For instance, a person may want to consider hiring an attorney who is employed by a small law firm that specializes in criminal defense cases, as opposed to hiring one who works at a medium-sized law firm that handles various matters (e.g., family law, trust and estates, etc.).
This can help to ensure that not only do all of the lawyers at the firm practice criminal law, but also that it is more likely that lawyers at a smaller firm will only have time to focus on a handful of cases.
What Does a Defense Attorney Do in a Criminal Case?
The following is a basic outline of what happens in a criminal case:
- A person or group of persons commit a crime;
- Law enforcement is then asked to investigate the crime (or in some cases may bear witness to it);
- After the police investigate and collect the evidence, they may arrest a person of interest;
- The police will submit the evidence and any information they have about the suspect to a local district attorney or state prosecutor’s office;
- The district attorney or state prosecutor will decide whether there is enough evidence to charge the suspect, and if there is, they will file a case against them in criminal court;
- The suspect will then attend an arraignment hearing where they will either plead guilty or not guilty to the charges;
- Their plea will trigger the pretrial process (i.e., the stages where both the prosecutor and a criminal defense attorney build their respective cases);
- If the defendant does not enter into a plea bargain agreement, they will go to trial, which can be held either before both a judge and jury, or just a judge (i.e., a bench trial);
- Once trial ends, the judge and/or jury will decide the outcome of the case;
- If the defendant is guilty, then they will need to attend a sentencing hearing where the court will issue a punishment; and
- Finally, the defendant may file an appeal to try to reverse the decision of the trial court.
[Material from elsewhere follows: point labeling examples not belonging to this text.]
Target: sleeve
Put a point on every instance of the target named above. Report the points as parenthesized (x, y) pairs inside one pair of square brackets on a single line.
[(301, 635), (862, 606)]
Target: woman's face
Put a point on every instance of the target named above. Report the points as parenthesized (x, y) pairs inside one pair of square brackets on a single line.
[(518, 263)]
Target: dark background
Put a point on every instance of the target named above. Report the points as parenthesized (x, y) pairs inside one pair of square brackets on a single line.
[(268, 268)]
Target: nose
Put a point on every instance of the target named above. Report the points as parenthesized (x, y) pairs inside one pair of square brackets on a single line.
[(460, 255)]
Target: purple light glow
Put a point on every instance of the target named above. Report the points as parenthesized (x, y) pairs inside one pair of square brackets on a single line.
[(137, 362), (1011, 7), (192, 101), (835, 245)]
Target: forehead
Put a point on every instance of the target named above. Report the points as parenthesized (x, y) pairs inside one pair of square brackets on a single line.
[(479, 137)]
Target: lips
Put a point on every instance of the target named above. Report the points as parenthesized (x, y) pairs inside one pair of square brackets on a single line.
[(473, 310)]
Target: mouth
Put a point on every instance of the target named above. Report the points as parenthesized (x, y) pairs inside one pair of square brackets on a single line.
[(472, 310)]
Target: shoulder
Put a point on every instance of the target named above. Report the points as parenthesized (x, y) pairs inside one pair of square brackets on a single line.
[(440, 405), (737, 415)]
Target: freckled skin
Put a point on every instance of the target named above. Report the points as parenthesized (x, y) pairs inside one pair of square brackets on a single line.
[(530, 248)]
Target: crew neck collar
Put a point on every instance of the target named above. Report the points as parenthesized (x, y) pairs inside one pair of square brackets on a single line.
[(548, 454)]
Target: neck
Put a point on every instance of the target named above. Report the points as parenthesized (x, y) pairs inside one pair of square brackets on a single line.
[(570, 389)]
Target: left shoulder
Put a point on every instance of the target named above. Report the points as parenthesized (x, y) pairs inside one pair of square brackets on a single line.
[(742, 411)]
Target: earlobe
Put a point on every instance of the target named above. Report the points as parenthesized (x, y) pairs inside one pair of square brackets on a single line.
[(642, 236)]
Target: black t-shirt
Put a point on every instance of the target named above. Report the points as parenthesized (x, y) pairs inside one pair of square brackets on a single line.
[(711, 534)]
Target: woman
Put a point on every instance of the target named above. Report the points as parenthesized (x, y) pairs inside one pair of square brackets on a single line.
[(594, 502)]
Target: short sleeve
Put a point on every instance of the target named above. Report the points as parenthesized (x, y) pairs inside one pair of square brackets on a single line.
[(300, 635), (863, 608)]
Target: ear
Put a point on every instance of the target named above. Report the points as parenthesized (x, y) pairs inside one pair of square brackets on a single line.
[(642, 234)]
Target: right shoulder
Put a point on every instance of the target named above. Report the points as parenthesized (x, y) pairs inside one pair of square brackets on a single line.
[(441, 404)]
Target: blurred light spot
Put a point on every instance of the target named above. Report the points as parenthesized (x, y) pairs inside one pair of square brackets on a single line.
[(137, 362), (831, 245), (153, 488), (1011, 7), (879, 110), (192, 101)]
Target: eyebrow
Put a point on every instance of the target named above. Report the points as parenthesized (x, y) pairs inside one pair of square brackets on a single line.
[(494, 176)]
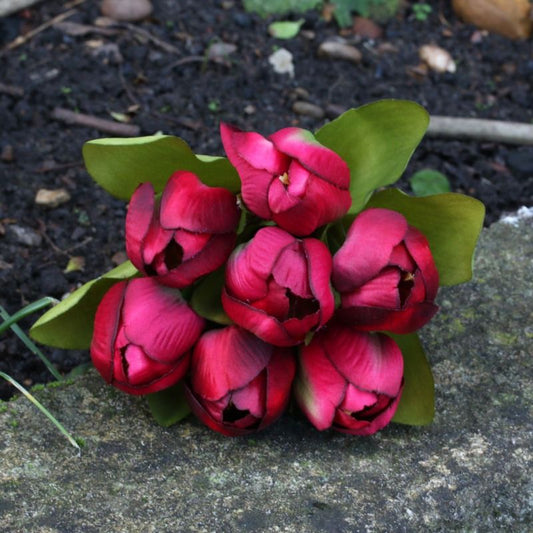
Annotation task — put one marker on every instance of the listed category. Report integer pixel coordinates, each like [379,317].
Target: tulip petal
[252,397]
[418,247]
[368,247]
[211,257]
[253,148]
[226,360]
[107,322]
[249,267]
[189,204]
[302,145]
[159,320]
[280,373]
[138,220]
[319,272]
[372,362]
[255,178]
[318,388]
[290,270]
[403,321]
[264,326]
[382,291]
[356,399]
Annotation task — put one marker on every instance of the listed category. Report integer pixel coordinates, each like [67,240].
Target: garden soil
[164,74]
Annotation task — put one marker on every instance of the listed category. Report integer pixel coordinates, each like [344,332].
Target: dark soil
[98,74]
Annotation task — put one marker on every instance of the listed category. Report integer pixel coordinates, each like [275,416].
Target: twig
[12,6]
[21,39]
[108,126]
[481,129]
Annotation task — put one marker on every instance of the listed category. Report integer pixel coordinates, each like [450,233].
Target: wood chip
[338,50]
[51,197]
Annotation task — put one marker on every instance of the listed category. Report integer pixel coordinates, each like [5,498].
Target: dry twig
[480,129]
[108,126]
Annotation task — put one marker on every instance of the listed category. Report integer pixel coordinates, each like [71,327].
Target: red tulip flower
[143,334]
[289,177]
[186,235]
[385,274]
[278,287]
[238,383]
[349,380]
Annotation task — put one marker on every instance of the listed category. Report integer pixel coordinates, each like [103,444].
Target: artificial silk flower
[349,380]
[238,384]
[385,274]
[143,334]
[278,286]
[289,177]
[186,234]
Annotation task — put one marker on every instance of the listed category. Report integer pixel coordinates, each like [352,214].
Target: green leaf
[427,182]
[285,29]
[280,7]
[119,165]
[417,404]
[168,406]
[70,323]
[451,222]
[376,141]
[206,298]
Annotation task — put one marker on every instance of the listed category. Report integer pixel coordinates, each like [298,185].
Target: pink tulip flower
[289,177]
[278,287]
[238,383]
[385,274]
[143,334]
[349,380]
[188,234]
Unlike a civil lawsuit, a criminal case is initiated by a government actor. In most criminal cases, this government representative is usually a district attorney or state prosecutor. Prosecutors have the authority to recommend and request that a court impose certain criminal penalties as well as the power to drop the charges or a case.
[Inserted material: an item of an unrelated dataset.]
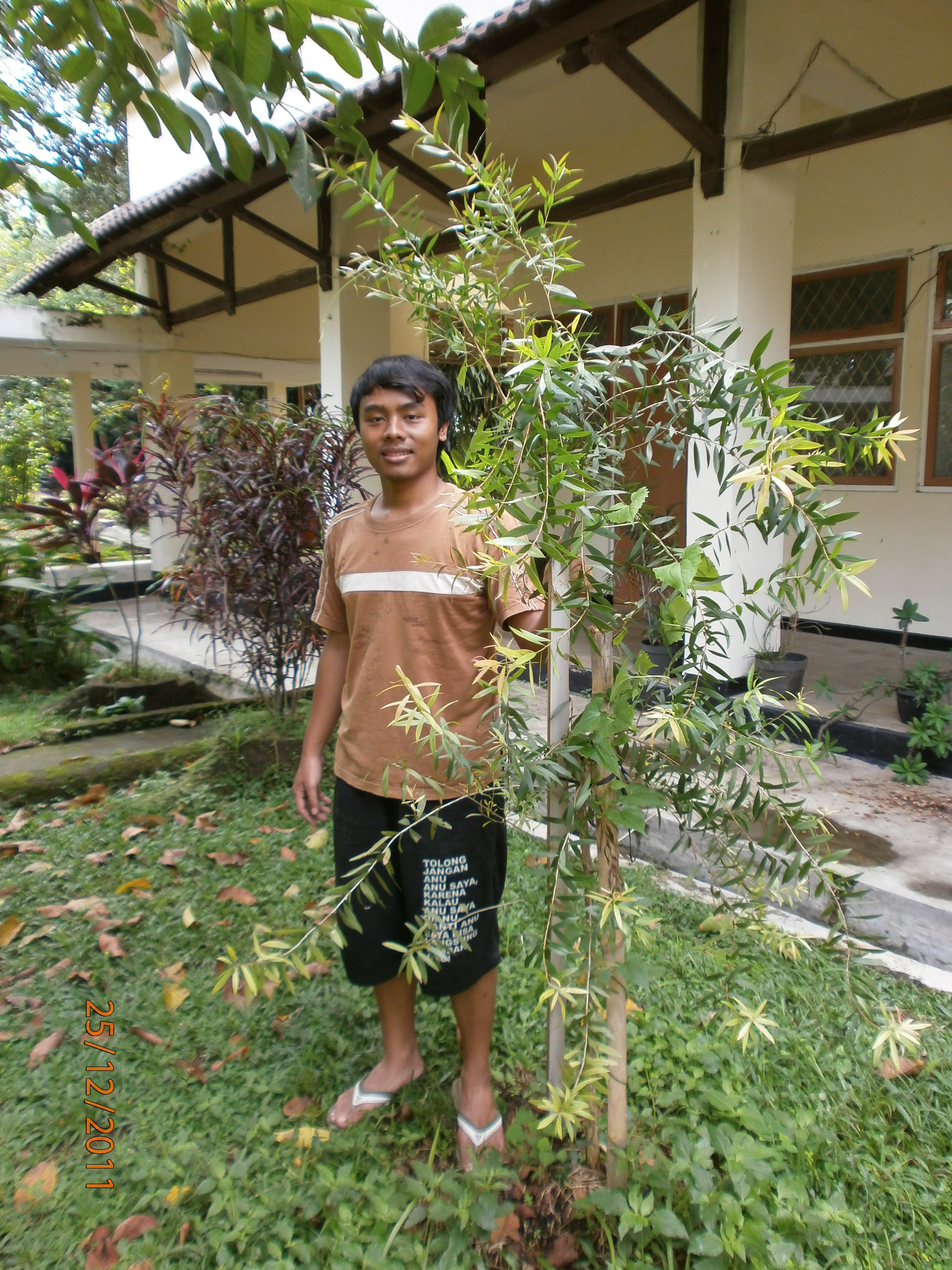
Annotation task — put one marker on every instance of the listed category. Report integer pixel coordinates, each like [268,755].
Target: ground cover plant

Prosecutors do not provide the same legal services as a criminal defense attorney. They are meant to embody the government and to ensure that the laws are being properly enforced. They also serve as a mouthpiece for the victims of a crime. However, victims do not typically receive remedies in criminal court with the exception of restitution. If a victim wants to pursue monetary damages against a defendant, they will need to file a claim in civil court.
On the other hand, criminal defense attorneys represent defendants. Defendants are individuals or groups of individuals who have been accused of committing a crime. Among many other tasks, a good criminal lawyer will review the facts of a defendant’s case, make sure that the police followed the proper procedures to gather evidence, hire expert witnesses to testify on behalf of the defendant, and provide solid representation in court.
When Should I Hire a Criminal Defense Attorney?
If you are currently facing charges for committing a crime, you should contact a local criminal lawyer immediately. An experienced criminal lawyer can determine whether there are any defenses available that you can raise and can help you devise a legal strategy that has the potential to reduce or drop the charges. Your lawyer can also inform you of your legal rights as a criminal defendant and can make sure that those rights are being protected.
Additionally, your lawyer will be able to provide representation either in court or while making a deal for a plea bargain arrangement. Your lawyer can also answer any questions you may have throughout the process. They can offer you legal advice on issues that may arise during your case, which you may need to make important decisions about the case that could impact your personal life.